Last week that bass player was jazz enthusiast Madonna Gordon of Norwich. Gordon bet herself (successfully) on her 49th birthday that with a gift of lessons, she could learn to play bass by the time she was 50. “This is maybe my second or third time here, but I’ve played with multiple of these musicians other places. This is great to be part of.  It’s just such fun,” she noted.

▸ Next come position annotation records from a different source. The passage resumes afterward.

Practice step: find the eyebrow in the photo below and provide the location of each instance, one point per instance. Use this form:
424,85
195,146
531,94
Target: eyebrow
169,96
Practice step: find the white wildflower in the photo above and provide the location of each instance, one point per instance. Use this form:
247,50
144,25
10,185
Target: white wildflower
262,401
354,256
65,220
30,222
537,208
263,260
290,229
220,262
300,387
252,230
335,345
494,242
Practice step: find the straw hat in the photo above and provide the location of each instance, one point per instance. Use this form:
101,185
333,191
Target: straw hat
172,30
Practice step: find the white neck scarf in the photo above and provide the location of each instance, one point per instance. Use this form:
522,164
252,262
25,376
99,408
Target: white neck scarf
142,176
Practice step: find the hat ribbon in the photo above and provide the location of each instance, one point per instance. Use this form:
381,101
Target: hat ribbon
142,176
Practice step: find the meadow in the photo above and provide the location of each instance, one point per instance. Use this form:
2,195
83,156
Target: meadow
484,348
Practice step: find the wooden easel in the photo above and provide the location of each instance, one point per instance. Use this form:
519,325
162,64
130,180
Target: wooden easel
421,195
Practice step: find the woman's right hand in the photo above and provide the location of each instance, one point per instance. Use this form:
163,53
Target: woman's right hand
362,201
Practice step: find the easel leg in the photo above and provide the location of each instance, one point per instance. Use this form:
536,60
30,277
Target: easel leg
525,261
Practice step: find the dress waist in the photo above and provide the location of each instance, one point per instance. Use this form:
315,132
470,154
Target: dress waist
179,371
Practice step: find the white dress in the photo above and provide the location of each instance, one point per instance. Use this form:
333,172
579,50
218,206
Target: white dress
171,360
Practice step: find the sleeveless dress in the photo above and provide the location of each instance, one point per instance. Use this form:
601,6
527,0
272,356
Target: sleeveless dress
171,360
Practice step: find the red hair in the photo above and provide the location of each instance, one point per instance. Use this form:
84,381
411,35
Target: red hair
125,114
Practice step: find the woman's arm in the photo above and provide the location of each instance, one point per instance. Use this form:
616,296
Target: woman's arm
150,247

With a brace of harmonicas at the ready, one regular who has been coming every week for a couple of years now is retiree Will Adler of Quechee.  A former chemist turned newspaper reporter back in New Orleans who once covered the 1972 Munich Olympics for UPI (Yes, that Olympics), Adler picked up a harmonica on a whim in his 20s at a government exchange store he’d wandered into with his girlfriend at the time.  

“I play by ear,” Adler explained. “I’d walk around New Orleans and listen to the riverboat whistles playing tunes and try to learn.”

Adler goes to various jam sessions around the Upper Valley four to six times each week, but says the two he never misses are the ones held at Woodstock’s Ottauquechee Yacht Club and this one at The Filling Station.  “This is the ultimate party here,” Adler said enthusiastically.  “The Norwich Inn has the Hootenanny, which is real sweet with lots of talent too, but the audience sits quietly and listens. Here it’s a wild party. People will come in from all different worlds and they’ll chatter away at the bar, somebody strike up a tune, and, almost as if there’s a conductor, people will just join in like they’ve been playing together all their lives. It goes from chaos to cohesion in an instant and the music is beautiful.”